When implemented in SQL, this diagram produces three tables:
- customer (5 columns)
- order (4 columns)
- book (5 columns)
Plus one junction table: order_book (to handle the many-to-many relationship between orders and books)
🔥
Why Draw First, Code Second:Studies of failed software projects consistently show that fixing a database design mistake after data is live costs 10-100x more than catching it on a whiteboard diagram. An ER diagram is cheap. Migrating a production database with millions of rows is not.

Entities, Attributes and Keys — The Building Blocks in Detail

Let's go deeper on each building block using our bookstore example so every concept has a concrete home to live in.

Entities become tables in your database. Strong entities can exist on their own — a Book exists whether or not it's been ordered. Weak entities depend on another entity to exist — an OrderItem only makes sense if there's an Order it belongs to. In diagrams, strong entities are drawn as rectangles; weak entities use a double rectangle.

Attributes come in flavors. A simple attribute holds one value (a customer's LastName).
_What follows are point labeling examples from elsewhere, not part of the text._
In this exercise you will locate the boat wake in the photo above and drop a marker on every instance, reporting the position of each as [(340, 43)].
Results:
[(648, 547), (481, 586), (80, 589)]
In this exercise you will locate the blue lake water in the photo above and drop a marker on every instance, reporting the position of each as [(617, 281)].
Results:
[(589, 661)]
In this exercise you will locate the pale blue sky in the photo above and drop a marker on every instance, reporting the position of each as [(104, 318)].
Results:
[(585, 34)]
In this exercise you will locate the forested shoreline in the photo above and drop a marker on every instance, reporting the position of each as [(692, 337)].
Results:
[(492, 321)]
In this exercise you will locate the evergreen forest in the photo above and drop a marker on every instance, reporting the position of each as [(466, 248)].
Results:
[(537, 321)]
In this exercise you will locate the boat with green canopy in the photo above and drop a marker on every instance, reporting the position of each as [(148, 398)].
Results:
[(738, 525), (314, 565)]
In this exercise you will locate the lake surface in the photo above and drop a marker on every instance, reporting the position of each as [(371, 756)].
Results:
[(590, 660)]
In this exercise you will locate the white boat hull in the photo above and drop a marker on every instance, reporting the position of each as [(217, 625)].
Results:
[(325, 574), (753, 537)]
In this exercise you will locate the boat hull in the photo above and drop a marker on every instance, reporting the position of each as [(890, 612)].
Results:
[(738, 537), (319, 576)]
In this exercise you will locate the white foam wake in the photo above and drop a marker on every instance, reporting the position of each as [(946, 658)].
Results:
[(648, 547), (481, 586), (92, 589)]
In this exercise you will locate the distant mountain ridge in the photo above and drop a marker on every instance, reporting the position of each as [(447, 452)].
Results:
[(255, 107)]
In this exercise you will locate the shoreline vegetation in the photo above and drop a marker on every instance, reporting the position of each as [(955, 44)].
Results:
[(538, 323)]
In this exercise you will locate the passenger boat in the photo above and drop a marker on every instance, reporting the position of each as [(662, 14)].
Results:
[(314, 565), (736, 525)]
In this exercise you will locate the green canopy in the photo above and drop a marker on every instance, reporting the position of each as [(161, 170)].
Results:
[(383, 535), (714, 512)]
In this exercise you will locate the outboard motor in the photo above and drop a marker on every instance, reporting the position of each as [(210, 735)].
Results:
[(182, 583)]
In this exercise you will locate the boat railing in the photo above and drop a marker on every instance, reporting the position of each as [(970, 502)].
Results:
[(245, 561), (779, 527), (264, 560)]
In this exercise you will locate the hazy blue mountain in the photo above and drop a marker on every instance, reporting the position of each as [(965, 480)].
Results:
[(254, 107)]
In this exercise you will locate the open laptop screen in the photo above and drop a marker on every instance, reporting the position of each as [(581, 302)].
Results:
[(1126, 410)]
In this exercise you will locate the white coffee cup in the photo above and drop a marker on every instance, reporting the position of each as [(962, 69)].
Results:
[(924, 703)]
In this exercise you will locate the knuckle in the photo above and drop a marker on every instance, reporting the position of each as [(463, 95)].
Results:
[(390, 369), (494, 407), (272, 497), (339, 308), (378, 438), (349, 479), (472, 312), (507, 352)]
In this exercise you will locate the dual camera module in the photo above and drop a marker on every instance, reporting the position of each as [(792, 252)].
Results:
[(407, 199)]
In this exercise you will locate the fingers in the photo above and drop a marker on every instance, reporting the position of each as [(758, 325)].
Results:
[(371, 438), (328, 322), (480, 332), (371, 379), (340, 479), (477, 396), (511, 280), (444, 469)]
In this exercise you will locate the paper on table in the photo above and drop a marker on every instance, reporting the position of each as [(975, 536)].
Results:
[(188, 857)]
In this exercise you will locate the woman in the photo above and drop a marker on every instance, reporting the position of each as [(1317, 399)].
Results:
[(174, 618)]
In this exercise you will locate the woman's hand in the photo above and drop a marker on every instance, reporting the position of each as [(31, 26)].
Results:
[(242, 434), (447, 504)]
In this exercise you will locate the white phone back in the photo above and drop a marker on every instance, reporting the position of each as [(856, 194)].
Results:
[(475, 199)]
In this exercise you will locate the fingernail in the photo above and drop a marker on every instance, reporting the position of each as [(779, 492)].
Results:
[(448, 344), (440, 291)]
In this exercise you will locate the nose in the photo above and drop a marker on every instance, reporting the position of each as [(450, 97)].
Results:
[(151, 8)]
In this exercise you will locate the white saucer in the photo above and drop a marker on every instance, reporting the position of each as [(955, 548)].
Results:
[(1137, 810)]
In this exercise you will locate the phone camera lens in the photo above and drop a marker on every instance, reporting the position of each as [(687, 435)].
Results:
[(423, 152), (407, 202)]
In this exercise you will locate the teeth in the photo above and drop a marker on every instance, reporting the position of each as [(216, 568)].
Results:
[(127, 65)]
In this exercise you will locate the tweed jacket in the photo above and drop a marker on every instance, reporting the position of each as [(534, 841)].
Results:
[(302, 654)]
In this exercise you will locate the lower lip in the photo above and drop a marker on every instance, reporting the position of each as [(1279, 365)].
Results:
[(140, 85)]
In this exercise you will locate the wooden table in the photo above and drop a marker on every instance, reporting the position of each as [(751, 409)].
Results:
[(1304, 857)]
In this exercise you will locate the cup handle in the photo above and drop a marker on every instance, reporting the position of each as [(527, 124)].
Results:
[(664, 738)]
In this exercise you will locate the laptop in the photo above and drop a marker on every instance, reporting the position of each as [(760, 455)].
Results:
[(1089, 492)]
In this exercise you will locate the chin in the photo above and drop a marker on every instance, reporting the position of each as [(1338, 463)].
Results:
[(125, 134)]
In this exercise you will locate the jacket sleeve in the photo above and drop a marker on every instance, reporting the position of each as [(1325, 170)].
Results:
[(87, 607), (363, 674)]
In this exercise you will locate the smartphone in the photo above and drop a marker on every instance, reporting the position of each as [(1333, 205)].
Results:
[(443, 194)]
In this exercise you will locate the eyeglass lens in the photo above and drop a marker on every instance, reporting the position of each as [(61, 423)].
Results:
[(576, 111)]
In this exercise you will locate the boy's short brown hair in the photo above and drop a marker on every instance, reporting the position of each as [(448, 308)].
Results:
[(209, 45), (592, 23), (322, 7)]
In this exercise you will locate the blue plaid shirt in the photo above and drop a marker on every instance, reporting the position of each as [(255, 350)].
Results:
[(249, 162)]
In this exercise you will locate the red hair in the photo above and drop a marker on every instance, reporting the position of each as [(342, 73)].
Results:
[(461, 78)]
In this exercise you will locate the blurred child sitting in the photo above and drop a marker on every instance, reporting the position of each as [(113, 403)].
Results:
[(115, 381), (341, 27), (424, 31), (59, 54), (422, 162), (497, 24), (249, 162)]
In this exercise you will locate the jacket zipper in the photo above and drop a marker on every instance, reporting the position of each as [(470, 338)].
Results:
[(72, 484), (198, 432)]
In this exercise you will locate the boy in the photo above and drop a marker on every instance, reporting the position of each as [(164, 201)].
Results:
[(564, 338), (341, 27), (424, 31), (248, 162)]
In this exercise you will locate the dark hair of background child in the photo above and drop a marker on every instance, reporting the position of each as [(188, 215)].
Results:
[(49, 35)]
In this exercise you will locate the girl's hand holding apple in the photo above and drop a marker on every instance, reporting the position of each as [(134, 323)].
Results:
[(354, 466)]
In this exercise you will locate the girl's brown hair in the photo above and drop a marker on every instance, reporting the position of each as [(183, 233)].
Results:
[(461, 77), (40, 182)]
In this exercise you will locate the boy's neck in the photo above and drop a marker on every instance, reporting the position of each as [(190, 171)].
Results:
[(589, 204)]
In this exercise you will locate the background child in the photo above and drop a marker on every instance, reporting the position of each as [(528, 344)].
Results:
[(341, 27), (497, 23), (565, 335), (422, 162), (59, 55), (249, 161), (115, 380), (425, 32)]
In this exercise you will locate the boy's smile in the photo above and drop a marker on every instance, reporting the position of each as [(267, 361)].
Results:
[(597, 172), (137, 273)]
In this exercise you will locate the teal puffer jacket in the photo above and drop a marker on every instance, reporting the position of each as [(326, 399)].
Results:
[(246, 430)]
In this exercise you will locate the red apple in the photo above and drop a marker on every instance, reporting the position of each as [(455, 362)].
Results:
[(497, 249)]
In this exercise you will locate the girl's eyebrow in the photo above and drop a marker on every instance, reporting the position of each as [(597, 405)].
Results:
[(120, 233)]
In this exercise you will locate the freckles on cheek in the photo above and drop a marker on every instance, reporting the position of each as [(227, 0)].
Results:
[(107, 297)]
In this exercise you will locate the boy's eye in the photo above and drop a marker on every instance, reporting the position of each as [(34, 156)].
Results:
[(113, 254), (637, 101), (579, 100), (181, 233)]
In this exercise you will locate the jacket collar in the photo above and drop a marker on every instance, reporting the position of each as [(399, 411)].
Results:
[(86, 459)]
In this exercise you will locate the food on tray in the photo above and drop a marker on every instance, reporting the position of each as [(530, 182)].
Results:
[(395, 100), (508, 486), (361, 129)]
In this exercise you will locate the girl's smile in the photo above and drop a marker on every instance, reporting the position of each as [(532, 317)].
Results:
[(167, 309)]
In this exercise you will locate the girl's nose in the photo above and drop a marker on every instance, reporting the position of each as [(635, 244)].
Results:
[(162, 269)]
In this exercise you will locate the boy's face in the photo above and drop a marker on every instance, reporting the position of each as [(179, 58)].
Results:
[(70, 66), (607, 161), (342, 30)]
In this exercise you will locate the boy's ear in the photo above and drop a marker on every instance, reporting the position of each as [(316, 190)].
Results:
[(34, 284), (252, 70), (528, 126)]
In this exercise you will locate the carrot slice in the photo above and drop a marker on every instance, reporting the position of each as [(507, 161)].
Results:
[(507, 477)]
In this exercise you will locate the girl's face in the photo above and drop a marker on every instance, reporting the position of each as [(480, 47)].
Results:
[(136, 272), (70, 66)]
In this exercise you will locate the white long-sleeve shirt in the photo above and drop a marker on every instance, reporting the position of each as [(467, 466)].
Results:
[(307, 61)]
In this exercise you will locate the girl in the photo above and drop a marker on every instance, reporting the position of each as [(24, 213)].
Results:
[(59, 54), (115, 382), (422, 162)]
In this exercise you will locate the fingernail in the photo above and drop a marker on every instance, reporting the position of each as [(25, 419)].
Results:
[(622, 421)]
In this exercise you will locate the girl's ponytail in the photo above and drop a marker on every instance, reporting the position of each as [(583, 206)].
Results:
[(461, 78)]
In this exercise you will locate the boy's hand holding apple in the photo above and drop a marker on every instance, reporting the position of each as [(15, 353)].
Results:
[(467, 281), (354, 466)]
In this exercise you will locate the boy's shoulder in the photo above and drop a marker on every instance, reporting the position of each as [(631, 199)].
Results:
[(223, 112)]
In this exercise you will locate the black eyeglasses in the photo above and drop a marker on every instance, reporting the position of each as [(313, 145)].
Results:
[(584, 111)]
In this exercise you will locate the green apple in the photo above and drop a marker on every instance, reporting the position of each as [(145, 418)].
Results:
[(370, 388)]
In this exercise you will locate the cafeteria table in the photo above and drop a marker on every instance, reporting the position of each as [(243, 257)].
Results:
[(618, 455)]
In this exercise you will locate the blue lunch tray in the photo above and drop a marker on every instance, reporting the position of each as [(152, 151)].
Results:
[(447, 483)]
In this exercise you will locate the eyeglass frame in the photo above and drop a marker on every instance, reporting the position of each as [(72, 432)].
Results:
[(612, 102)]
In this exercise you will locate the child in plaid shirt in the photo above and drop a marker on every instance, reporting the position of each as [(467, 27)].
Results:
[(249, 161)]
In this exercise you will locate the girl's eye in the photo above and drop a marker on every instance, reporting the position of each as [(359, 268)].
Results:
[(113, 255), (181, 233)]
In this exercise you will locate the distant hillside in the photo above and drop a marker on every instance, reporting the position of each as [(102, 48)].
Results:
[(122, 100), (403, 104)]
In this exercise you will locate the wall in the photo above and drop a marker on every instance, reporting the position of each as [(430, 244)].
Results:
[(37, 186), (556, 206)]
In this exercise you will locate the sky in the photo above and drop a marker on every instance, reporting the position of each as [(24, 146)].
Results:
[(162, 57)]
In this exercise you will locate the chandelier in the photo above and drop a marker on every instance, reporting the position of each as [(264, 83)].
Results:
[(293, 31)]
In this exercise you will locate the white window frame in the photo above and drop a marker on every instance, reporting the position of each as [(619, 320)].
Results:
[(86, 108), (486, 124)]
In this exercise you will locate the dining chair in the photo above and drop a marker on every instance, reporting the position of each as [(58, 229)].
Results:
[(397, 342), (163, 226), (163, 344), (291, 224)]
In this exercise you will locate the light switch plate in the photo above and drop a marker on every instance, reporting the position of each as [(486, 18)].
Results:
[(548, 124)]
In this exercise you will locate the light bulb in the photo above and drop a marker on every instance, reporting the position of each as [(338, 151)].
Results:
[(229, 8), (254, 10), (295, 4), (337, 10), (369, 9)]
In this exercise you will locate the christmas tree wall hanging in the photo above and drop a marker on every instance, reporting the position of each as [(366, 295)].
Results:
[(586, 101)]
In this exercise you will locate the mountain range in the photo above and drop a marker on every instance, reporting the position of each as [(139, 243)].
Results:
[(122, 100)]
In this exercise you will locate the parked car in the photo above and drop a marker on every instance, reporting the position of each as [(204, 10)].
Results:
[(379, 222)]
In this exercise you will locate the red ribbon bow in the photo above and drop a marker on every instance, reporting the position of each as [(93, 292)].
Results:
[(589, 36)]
A multi-valued attribute can hold several (a customer might have two Phone numbers). A derived attribute is calculated from others (Age can be derived from DateOfBirth — you don't store it, you compute it on the fly). Composite attributes are made of smaller parts (FullName is made of FirstName + LastName).

Keys are the most important concept to nail down. A Primary Key (PK) is the attribute — or combination of attributes — that uniquely identifies one row in a table. No two rows can share the same Primary Key value, ever. CustomerID is a perfect primary key because no two customers share one. Email could work too, but people change emails, so auto-generated numeric IDs are safer. A Foreign Key (FK) is how you create the link between two tables — it's a column in one table that stores the Primary Key of a related row in another table.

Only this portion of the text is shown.